I sometimes find interesting rifts between my theology and my actual practice. To be brutally honest, I should call them “inconsistencies” or even “hypocrisy.”
I’ve declared the election off-limits in my mind until next summer… this year-away campaigning is just ridiculous. My last political comment before next July is this:
Like every other area of life, politics must be claimed for the glory of God and His kingdom. The Gospel redeems nations, not just individuals. Christians (especially in democracies) bear a distinct responsibility to effect change within our political system. We must work for peace, healing, justice, righteousness — all of the morality of God’s kingdom (imperfect though it will be in a broken, sinful world).

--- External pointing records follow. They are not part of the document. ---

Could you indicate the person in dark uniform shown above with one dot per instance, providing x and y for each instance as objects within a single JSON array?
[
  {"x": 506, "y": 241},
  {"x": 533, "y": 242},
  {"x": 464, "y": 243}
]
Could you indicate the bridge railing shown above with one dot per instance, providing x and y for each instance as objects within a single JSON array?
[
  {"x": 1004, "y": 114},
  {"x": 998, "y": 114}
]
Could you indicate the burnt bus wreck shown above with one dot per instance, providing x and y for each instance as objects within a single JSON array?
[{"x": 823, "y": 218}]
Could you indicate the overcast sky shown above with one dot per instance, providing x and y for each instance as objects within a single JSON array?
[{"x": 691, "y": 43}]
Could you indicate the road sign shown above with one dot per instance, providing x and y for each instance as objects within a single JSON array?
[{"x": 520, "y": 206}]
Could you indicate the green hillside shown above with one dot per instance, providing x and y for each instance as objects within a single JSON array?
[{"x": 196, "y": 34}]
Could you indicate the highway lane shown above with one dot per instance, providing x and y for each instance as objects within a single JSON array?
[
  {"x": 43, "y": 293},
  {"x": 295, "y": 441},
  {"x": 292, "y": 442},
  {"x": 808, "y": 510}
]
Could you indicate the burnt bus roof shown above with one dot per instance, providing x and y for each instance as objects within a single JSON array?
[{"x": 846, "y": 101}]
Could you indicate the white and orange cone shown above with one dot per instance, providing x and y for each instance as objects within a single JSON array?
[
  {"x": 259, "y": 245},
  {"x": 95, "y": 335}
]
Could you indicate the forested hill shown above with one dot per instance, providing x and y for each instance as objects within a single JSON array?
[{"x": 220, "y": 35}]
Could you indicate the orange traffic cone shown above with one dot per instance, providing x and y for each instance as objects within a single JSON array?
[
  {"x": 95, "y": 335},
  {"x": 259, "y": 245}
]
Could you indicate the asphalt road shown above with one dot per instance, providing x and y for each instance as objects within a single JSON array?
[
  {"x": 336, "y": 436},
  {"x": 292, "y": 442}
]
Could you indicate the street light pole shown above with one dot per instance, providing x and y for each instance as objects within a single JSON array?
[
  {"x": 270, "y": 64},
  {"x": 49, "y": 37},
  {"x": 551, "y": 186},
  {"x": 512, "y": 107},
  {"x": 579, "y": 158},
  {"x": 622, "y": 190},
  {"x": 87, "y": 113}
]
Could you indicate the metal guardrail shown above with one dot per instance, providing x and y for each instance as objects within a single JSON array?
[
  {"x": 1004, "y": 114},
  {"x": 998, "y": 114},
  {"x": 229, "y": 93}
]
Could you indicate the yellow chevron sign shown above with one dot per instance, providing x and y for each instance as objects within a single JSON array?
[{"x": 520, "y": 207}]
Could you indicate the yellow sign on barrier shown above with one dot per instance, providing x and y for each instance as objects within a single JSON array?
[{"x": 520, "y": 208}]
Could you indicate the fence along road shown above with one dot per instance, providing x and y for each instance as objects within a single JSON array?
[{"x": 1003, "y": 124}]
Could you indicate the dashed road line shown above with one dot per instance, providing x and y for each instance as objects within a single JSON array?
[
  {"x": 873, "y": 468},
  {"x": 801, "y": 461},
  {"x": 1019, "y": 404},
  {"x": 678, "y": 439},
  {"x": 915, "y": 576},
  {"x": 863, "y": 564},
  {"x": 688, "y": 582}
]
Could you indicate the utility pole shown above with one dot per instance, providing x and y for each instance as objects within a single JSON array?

I like that theory very much.
However, like many Americans, I find myself ridiculously apathetic when it comes to political involvement. I can’t even tell you the name of Anderson’s mayor, nor do I really care. Most local issues seem saturated with good-ol-boy networking and endless arguments about funding for things that don’t directly affect me.

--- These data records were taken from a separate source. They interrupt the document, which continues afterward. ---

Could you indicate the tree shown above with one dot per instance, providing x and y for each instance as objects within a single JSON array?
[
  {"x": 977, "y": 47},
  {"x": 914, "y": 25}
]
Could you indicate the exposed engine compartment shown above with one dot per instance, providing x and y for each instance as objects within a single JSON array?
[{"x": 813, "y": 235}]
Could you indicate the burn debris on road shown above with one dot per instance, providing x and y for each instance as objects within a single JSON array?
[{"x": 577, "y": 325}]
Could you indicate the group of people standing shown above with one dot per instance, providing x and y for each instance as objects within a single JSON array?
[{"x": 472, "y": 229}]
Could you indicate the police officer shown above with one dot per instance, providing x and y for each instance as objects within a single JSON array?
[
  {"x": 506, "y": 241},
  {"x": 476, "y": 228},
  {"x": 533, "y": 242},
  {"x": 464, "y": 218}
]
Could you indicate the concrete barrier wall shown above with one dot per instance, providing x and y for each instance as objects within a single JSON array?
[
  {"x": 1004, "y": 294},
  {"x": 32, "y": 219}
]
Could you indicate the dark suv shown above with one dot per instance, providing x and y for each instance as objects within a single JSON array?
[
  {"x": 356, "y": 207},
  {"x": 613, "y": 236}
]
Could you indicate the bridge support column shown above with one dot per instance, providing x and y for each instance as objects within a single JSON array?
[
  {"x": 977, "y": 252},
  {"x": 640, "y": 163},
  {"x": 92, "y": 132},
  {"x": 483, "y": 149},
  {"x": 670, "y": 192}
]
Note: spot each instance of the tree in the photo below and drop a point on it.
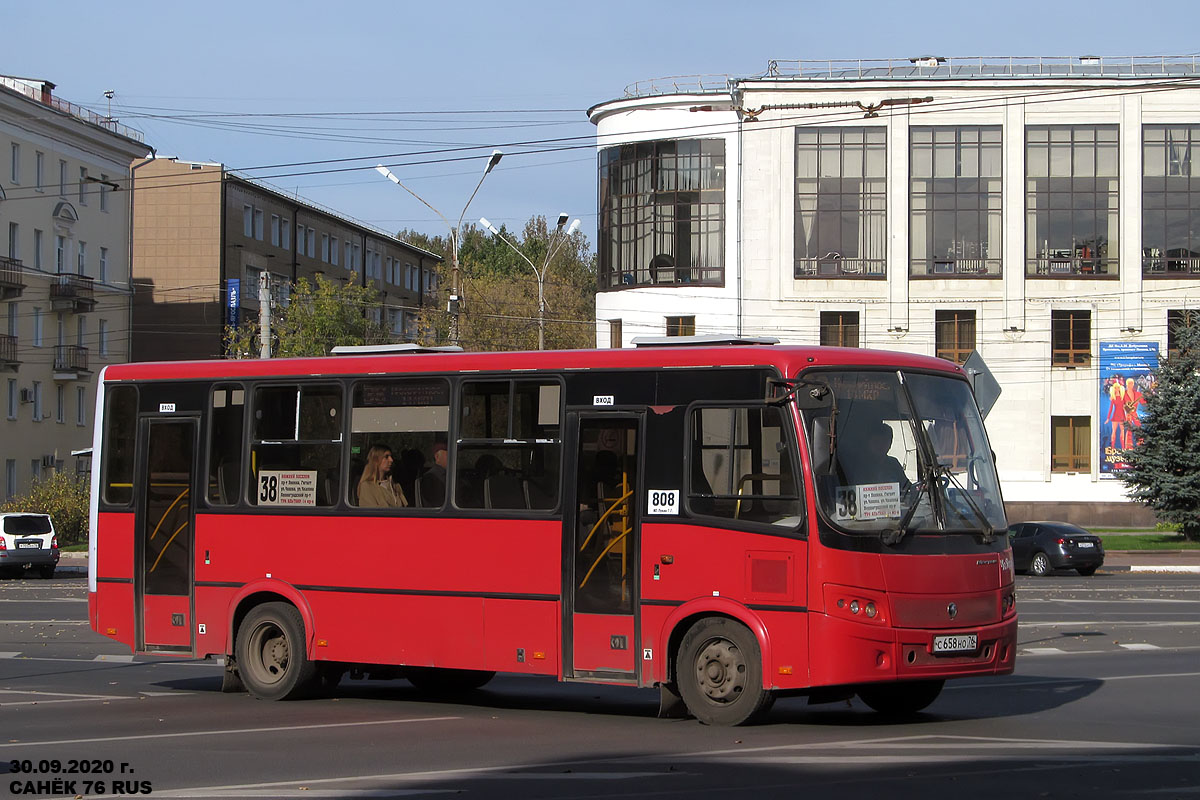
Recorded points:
(1164, 468)
(316, 319)
(65, 498)
(499, 290)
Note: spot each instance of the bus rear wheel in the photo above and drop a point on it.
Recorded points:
(438, 679)
(903, 698)
(271, 659)
(719, 673)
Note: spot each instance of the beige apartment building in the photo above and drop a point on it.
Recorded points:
(203, 236)
(64, 276)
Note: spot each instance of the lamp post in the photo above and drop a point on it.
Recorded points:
(453, 306)
(551, 250)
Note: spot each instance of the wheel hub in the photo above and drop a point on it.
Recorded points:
(721, 671)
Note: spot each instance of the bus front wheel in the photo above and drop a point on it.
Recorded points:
(903, 698)
(719, 673)
(271, 659)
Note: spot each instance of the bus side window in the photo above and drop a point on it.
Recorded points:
(120, 434)
(743, 465)
(297, 451)
(226, 434)
(509, 450)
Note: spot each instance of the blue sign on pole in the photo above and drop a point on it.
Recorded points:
(234, 300)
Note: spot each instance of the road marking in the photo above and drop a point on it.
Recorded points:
(220, 733)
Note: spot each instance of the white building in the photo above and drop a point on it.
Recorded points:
(1031, 209)
(64, 276)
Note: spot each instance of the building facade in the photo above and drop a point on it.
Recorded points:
(64, 275)
(1042, 211)
(203, 238)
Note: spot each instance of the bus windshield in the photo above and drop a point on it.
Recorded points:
(897, 452)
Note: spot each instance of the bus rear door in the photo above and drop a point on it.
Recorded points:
(603, 537)
(165, 534)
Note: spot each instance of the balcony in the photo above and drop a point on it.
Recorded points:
(9, 354)
(73, 293)
(12, 277)
(71, 362)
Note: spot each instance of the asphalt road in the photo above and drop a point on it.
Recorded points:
(1104, 703)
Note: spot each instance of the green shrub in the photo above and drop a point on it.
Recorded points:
(65, 498)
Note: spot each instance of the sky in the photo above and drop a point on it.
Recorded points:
(310, 96)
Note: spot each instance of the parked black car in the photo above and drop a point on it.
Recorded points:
(1041, 547)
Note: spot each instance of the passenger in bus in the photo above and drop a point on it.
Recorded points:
(376, 489)
(871, 461)
(431, 488)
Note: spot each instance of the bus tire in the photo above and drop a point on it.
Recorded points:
(903, 698)
(271, 659)
(443, 680)
(719, 673)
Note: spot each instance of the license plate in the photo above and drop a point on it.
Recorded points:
(960, 643)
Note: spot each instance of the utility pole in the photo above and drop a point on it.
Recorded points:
(264, 314)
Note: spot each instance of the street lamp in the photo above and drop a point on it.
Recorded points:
(551, 250)
(453, 306)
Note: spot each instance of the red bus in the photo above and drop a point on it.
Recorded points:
(727, 523)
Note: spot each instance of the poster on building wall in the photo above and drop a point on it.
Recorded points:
(1126, 378)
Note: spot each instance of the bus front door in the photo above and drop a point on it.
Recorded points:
(601, 533)
(165, 534)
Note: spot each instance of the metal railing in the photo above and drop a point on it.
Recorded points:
(78, 112)
(70, 358)
(73, 287)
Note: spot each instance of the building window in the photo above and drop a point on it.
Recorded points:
(1071, 444)
(955, 200)
(1071, 337)
(1170, 200)
(839, 328)
(1071, 199)
(681, 325)
(840, 203)
(954, 334)
(663, 214)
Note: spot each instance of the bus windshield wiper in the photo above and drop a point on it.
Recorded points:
(989, 531)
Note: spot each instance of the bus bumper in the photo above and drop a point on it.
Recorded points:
(846, 651)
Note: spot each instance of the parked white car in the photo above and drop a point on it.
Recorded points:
(28, 542)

On the state level, South Carolina is so conservative that I wonder if it’s worth it. Sure, the “big cities” of Charleston, Greenville and Columbia wrestle more with urban issues and thus a more liberal voting block … but other than thinking that Mark Sanford seems to have been a responsible governor who basically kept his campaign promises, I don’t pay a whole lot of attention to state issues either. My friend Paul works for the state’s probation & parole system … if anything I wish someone would put him in charge of something because he seems to recognize the cause of problems in his agency and offers workable solutions to them. But hey, he’s a Yankee. Not even a snowball’s chance that he’d get appointed.

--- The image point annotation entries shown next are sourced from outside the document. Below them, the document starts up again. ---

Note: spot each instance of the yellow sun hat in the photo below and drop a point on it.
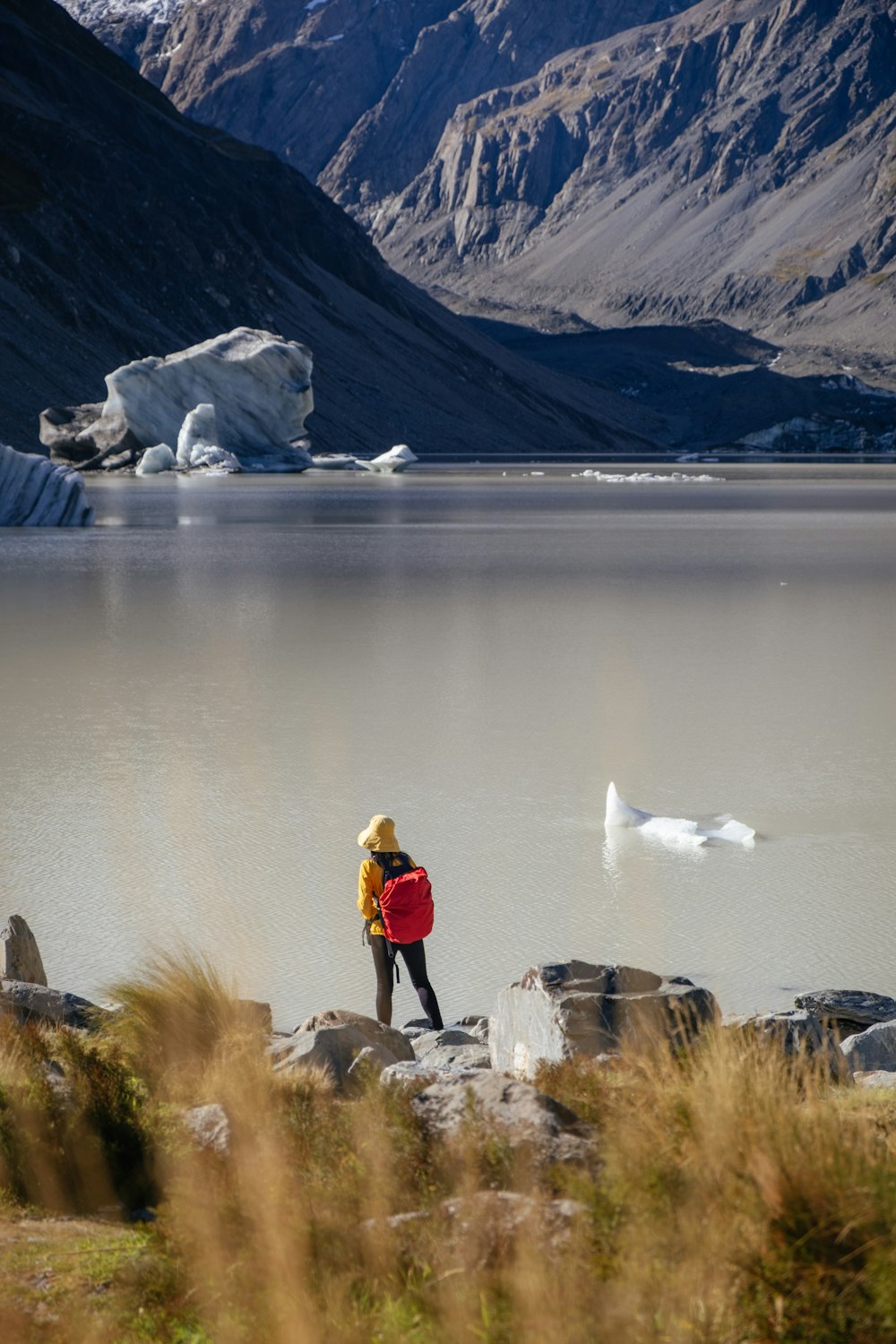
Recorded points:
(379, 836)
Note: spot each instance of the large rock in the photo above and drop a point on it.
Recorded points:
(260, 386)
(335, 1046)
(38, 1003)
(573, 1008)
(874, 1048)
(452, 1048)
(517, 1109)
(797, 1032)
(35, 492)
(848, 1011)
(209, 1126)
(19, 953)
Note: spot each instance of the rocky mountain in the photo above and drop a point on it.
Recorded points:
(590, 163)
(126, 230)
(735, 161)
(368, 83)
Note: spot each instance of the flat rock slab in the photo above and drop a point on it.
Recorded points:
(477, 1228)
(849, 1010)
(38, 1003)
(876, 1078)
(797, 1031)
(336, 1048)
(452, 1048)
(519, 1109)
(209, 1126)
(374, 1032)
(575, 1008)
(872, 1050)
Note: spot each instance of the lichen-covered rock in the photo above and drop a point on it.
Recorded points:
(335, 1047)
(872, 1048)
(452, 1048)
(27, 1003)
(797, 1031)
(517, 1109)
(374, 1032)
(19, 953)
(35, 492)
(209, 1126)
(575, 1008)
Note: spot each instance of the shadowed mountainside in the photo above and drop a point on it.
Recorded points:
(731, 160)
(735, 161)
(126, 230)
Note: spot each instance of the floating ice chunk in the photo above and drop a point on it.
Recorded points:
(258, 383)
(35, 492)
(677, 831)
(160, 457)
(199, 430)
(395, 460)
(653, 478)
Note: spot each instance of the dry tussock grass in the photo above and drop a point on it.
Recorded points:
(732, 1195)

We all get hung up on national politics, especially in years divisible by 4. Here again, my theology fails to correct my attitude. Yup, Christians should be involved in politics and elections matter. Weighty issues of justice and mercy emerge from the cluttered discussions of the uninsured/under-insured, illegal immigrants (and how we mistreat them), or the war in Iraq.
But the candidates’ chatter is just so much noise. Nobody’s even talking about AIDS in Africa or Darfur… guess those problems don’t play well to the American TV audience … we’re too busy thinking about our wallets, tax breaks, mortgage interest rates, and other America-centric problems. Genocide?, I ask. “Ehhh….we’re not the world’s policeman…. America first….” *coughs*
I’m old enough to barely remember Carter, reminisce about Reagan’s glory days, and realize that (contrary to conservative warcries) Clinton did not destroy America during his two terms. In fact, 200 years of political wrangling haven’t destroyed us yet. Blissful stability.
I’m also old enough to be fed up with partisan politics, vacuous campaign stumping, and one- or two-issue voters. Abortion is murder and homosexuality is wrong, but immigration and health care and education affect a whole lot more people in more significant ways than any of the hot-button morality issues that conservatives waste countless hours debating.
Someone, probably Hillary, will win in 2008. Other than appointing judges to the court system who would rather make law than interpret it, she’ll probably be a decent President. I’ll agree with her on some things and disagree with others. Maybe she won’t strip my civil rights or spend trillions of dollars we don’t have like a certain Texan who descended from the Evangelical Shekina 8 years ago.
Four years will pass.
The government will progress in some areas and screw up others.
Fingers will be pointed; the chorus of opinions will begin again, and I will yawn.
… unless, of course, the Holy Spirit kicks me in the tail between now and then to let my theology affect my practice.